Updates issued for Netscape, Eudora, more
This column originally ran in ComputorEdge on November 3, 2006
While software updates particularly those for online utilities like browsers and e-mail clients don't carry the sense of excitement they did 15 years ago, they can still be worth noting.
Of course, in the days of the dial-up bulletin board system or even early dial-up Internet access, few utilities were mature yet: the functions they should include weren't even settled yet.
Today, functionality for browsers and e-mail clients are pretty much decided on. Which is okay I mean, the refrigerator is also a mature technology, and beyond exterior ice and water dispensers, haven't changed much since the 1950s saw the innovations of frost-free freezers and having a door-activated interior light.
Any technology will be more exciting when new and in flux, but mature technology tends to be more reliable.
While Microsoft continues to fine-tune its next-generation Internet Explorer 7 for release later this year or early next, Netscape has issued a significant upgrade to its version 8 browser for Windows 8.1. And Firefox has issued a beta version of its 2.0 version, set for a spring release.
The Netscape improvements are mainly behind the scenes: better protection against spyware, better RSS implementation.
The most noticeable difference will be for those who use the Fusion theme in Windows the pull-down menus move from the top left to the top right.
Installation of the upgrade was seamless, with bookmarks, passwords, form info all right where I left it before the upgrade. However, Netscape's Web site warns that those users with multiple profiles in Netscape may lose some settings during upgrade.
All the functionality that made Netscape 8 the best browser on the market remain including the ability to render Web pages with either the IE or the Firefox engine.
Firefox 2.0 release candidate 3
While Firefox 1.5 has been out for awhile, and Firefox 1.0/1.5 has grown to 10 percent or more of the browser market (with IE the dominant, but no longer domineering standard), there have still been some improvements in the Netscape and IE that the Firefox browser can use.
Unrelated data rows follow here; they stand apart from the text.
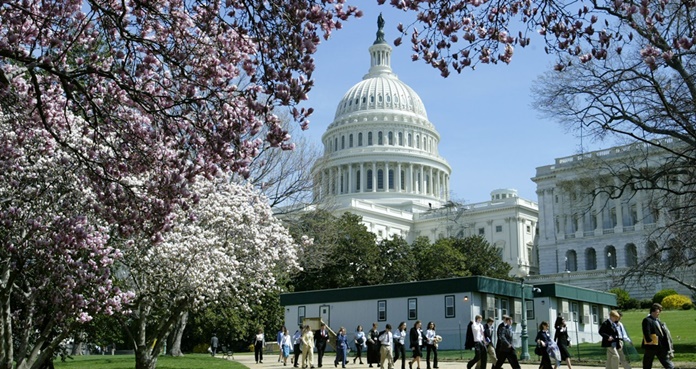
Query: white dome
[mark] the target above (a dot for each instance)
(380, 89)
(378, 93)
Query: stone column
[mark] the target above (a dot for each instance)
(397, 185)
(374, 177)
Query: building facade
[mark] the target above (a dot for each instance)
(587, 237)
(381, 162)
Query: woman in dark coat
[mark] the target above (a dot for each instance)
(563, 340)
(543, 339)
(373, 345)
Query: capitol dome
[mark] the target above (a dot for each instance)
(381, 147)
(380, 89)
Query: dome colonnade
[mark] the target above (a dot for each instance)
(381, 145)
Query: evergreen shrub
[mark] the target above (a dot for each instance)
(672, 302)
(658, 297)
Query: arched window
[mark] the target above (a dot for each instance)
(590, 259)
(651, 250)
(610, 260)
(631, 255)
(571, 261)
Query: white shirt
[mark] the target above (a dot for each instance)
(430, 335)
(400, 336)
(477, 330)
(386, 339)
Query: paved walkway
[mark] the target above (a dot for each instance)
(271, 362)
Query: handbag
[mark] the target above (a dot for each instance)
(539, 351)
(653, 340)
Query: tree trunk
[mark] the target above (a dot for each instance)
(144, 358)
(175, 344)
(7, 351)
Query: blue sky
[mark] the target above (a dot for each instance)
(490, 134)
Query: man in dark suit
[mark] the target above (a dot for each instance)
(320, 338)
(488, 336)
(663, 347)
(610, 339)
(505, 350)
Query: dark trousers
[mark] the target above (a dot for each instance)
(545, 360)
(358, 352)
(297, 352)
(480, 353)
(321, 348)
(433, 349)
(400, 352)
(661, 354)
(508, 354)
(258, 351)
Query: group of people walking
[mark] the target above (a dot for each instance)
(657, 341)
(385, 347)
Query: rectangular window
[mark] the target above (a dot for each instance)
(497, 309)
(504, 307)
(574, 311)
(300, 315)
(595, 314)
(530, 309)
(449, 306)
(412, 309)
(382, 310)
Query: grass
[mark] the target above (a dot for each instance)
(682, 325)
(190, 361)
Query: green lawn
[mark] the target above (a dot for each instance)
(190, 361)
(682, 325)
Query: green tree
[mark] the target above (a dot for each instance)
(482, 258)
(439, 260)
(343, 253)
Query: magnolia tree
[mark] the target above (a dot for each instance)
(227, 245)
(55, 259)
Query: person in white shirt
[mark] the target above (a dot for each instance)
(431, 345)
(623, 336)
(400, 337)
(386, 340)
(480, 353)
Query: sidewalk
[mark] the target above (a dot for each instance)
(271, 362)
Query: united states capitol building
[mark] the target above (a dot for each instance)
(381, 162)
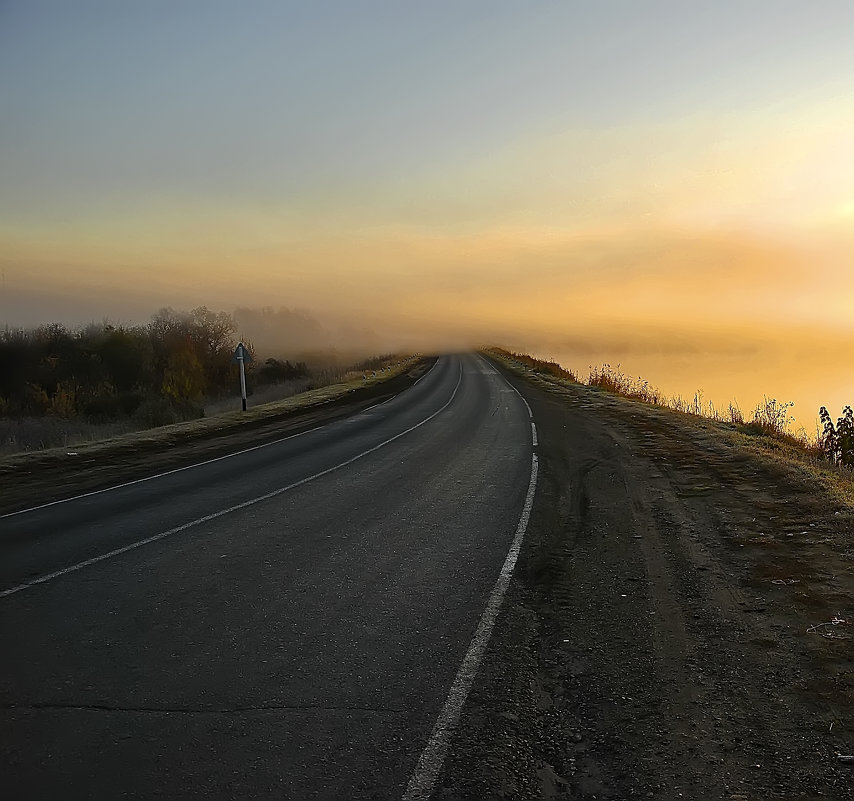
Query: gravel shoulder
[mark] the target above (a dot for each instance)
(44, 476)
(669, 631)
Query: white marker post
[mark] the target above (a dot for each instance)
(242, 356)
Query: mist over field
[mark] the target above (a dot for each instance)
(666, 186)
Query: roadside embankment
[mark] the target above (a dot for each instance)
(29, 479)
(680, 621)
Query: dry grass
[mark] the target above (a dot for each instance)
(21, 438)
(765, 434)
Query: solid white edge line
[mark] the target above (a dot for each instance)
(207, 518)
(197, 464)
(423, 780)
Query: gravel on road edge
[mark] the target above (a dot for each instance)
(669, 631)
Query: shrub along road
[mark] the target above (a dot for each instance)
(669, 631)
(679, 623)
(283, 623)
(32, 478)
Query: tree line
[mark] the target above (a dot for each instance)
(159, 372)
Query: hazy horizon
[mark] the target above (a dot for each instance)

Chief among them is an improved tabbed browsing functionality: As with Netscape 8, Firefox 2 now includes a "close" button on each tab so you can close tabs without activating them first. And when you activate a link calling for a new window, it automatically opens a new tab within the existing window.
The release notes for the 2.0 Release Candidate 3 also say this version has improved phishing protection, better built-in search capabilities (prompting you with related search suggestions as you type in search queries in the built-in search window), and easier RSS subscription functionality.
Most impressive is a new built-in spell check that works on text you enter in forms while it doesn't seem to be fully functional yet, it does appear on the right-click pop-up menu when you are entering text in a form.
Eudora 7.1 and others
Qualcomm's Eudora 7.1 is a minor upgrade from 7.0. The free version (offered by Eudora's publisher Qualcomm, because Eudora was originally developed as a public domain program by a state university) now contains improved graphics and audio filters, as well as a "Recent" list similar to what Word, PhotoShop and other programs contain, to help you find the most recent e-mails you've viewed.
As with Netscape and Firefox, the Eudora upgrade installed seamlessly, with all existing settings porting over perfectly.
The Bat! e-mail client has issued version 3.85. You can now use The Bat! to work with Microsoft Exchange servers a useful option for those who don't want to use Microsoft's Outlook e-mail client. The Bat! includes a 30-day trial version so you can decide before you buy. I gave up on The Bat! a few years ago after a crash ended up corrupting my in-box and losing me several months' worth of e-mail. Of course, if I'd backed up my mail files, that wouldn't have happened. Still and all, I'd always liked the The Bat's interface, functionality and general usefulness.
The serious bugs that have plagued "Battlefield 2" since its release almost 18 months ago seem finally to have been fixed. The 1.4 patch issued in early September is getting good marks for at last making the game stable. It also adds another map.
Still, given that the futuristic "Battlefield 2142" is being released for download before this column hits the press, you wonder if the "Battlefield 2" patch isn't a bit too little too late.